AGL also reveals another three batteries have formally entered its development pipeline. These include a 500MW, four hour (2,000MWh) battery next to the Tomago smelter (one of the company’s biggest electricity customers), and two unidentified battery projects in Queensland (500MW) and NSW (400MW).

AGL wind solar battery presentation
Source: AGL Investor Day presentation.

AGL plans to build or contract 6.3GW of new wind and solar capacity by 2035, and 5.9GW of storage capacity, with a focus on shorter duration storage (four hours or less) because that is where the greater value is for the investor and the market.

That observation is an important one for the Australian market, because it is yet more confirmation that building long duration storage (pumped hydro) is almost impossible for private investors because – as AGL nots – the capacity costs are higher and the returns are lower.

This has become evident in the NSW infrastructure plan, which now looks set to switch the funding of pumped hydro to the newly formed Energy Security Corporation, and in Queensland, where the commitment to giant pumped hydro projects is raising questions.

Chief operating office Markus Brokhof also noted that gas peakers are not even competing in the short term storage market, which is going to be dominated by battery storage. “Gas is much more valuable in the period of more than six hours.”

On Friday, AGL also announced it has signed a 15-year contract to take nearly half the output of the new 400MW Rye Park wind project near Yass in NSW, and its presentation flags a new 500MW wind project and a 200MW solar project in NSW.

However, its presentation shows no acceleration in its closure plans for the Bayswater and Loy Yang A coal generators, with Bayswater now given a timeline of between 2030 and 2033, and Loy Yang A holding out until 2035, by which time it will have to close if Victoria is to meet its legislated 95 per cent renewables target.

That will disappoint those who point out that all Australia’s coal capacity needs to be shuttered by 2030 to keep in line with a 1.5°C target, and possible too its biggest shareholder, the activist billionaire Mike-Cannon Brookes.

AGL’s plans for 12GW of new capacity and contracts by 2035 is less than the 14GW plans unveiled for the next decade by Origin Energy’s proposed new owner Brookfield.
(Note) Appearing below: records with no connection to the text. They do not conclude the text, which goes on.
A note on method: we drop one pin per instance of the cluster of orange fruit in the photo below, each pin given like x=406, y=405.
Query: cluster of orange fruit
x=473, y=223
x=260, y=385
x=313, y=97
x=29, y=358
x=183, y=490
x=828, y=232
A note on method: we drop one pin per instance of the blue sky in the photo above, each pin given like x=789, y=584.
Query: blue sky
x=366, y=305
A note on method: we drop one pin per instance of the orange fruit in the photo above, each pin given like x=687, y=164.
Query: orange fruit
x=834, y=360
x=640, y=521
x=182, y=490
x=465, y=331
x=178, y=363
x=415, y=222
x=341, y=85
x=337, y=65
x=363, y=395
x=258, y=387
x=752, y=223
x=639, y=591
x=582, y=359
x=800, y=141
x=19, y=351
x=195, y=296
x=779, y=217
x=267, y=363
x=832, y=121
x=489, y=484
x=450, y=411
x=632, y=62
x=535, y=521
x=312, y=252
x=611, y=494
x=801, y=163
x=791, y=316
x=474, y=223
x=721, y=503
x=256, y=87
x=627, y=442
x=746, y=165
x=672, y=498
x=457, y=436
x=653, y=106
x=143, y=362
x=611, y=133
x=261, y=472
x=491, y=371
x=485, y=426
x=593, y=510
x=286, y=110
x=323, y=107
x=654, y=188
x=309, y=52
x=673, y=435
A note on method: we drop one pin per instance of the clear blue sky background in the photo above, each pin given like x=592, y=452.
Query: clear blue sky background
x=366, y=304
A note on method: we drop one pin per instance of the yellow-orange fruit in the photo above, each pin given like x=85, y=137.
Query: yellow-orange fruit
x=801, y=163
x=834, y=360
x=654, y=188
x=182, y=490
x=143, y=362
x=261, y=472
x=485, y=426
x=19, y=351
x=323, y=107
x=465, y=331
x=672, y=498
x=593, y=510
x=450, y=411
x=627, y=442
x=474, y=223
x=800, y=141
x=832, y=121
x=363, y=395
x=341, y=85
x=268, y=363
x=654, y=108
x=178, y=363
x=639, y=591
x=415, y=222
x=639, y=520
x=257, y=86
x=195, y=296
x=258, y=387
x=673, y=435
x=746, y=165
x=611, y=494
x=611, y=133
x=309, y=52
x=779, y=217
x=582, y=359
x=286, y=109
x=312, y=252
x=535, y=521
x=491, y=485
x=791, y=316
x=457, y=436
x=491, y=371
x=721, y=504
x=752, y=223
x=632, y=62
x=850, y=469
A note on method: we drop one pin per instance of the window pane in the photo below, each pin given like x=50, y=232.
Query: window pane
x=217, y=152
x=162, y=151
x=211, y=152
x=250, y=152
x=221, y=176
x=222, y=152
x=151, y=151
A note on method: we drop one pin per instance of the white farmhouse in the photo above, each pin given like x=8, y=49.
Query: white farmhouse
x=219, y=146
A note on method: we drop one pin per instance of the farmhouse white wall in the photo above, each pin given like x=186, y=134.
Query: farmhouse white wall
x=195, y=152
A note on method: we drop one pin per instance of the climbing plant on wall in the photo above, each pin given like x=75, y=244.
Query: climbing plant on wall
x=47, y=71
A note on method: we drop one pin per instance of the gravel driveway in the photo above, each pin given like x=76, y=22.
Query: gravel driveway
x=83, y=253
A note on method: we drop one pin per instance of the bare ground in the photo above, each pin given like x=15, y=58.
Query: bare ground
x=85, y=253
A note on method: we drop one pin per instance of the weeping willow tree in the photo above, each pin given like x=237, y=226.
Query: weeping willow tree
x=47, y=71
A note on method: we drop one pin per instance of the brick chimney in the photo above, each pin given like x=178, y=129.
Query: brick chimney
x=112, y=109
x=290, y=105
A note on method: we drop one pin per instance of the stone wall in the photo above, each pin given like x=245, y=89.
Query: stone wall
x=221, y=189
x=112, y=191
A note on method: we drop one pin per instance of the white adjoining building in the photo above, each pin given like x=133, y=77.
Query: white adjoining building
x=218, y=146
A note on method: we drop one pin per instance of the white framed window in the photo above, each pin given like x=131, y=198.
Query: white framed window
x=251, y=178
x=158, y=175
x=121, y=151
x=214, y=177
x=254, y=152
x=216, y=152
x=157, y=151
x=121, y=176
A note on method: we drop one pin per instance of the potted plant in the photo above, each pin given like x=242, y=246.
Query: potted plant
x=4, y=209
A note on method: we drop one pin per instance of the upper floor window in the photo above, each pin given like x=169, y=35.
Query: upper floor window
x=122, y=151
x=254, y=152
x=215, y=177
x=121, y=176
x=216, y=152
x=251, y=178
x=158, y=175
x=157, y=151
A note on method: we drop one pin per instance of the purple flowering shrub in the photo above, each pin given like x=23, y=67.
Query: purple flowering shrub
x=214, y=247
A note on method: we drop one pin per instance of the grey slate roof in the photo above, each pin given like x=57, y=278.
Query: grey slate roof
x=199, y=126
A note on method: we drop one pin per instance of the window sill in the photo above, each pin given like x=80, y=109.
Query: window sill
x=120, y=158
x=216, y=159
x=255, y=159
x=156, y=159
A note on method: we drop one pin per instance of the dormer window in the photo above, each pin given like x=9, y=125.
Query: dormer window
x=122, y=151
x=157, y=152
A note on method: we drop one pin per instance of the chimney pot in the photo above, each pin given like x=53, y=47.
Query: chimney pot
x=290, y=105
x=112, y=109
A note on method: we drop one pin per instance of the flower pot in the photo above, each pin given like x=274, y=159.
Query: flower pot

Brookfield plans to spend $30 billion, while AGL is hoping to limit its balance sheet and capital commitments to less than $10 billion, mostly because most of its new wind and solar will be contracted.

It’s likely to want to have ownership of the firming assets, largely because they will be mostly based in the fossil fuel generation hubs that it intends to transform into clean energy and industrial precincts. It also expects that storage will deliver higher returns than wind and solar farms.

And yet this is despite AGL admitting that there will be some 25TWh of new demand from the shift to electrification it is trying to engage with as households dump their fossil fuel appliances and switch to EVs.

“The projected shift to electrification is expected to result in a gradual decline of gas demand,” says the company once known as the Australian Gas Light Co.

But nothing is happening too quickly. The AGL presentation reveal that – like other big energy utilities – it is making money out of the volatility in the market and its ability to lift costs to consumers.

AGL has upgraded the bottom end of its profit forecast range to $255 million in FY 2023 and to $580 million for FY 2024.

It credits this on “higher customer margins” – which basically means it is making more profits from its 4.3 million household and business consumers as the price of electricity is jacked up, and because it has reduced the number of outages at its ageing fossil fleet of coal and gas fired generators.

AGL also makes a lot of money during high wholesale prices because it costs very little to shovel brown coal into the neighbouring coal generator at Loy Yang A. Its share price jumped more than 10 per cent following the news of its profit boost.

The presentation notes that the company plans to install around 1.6GW of “orchestrated” rooftop solar PV assets from its building customers.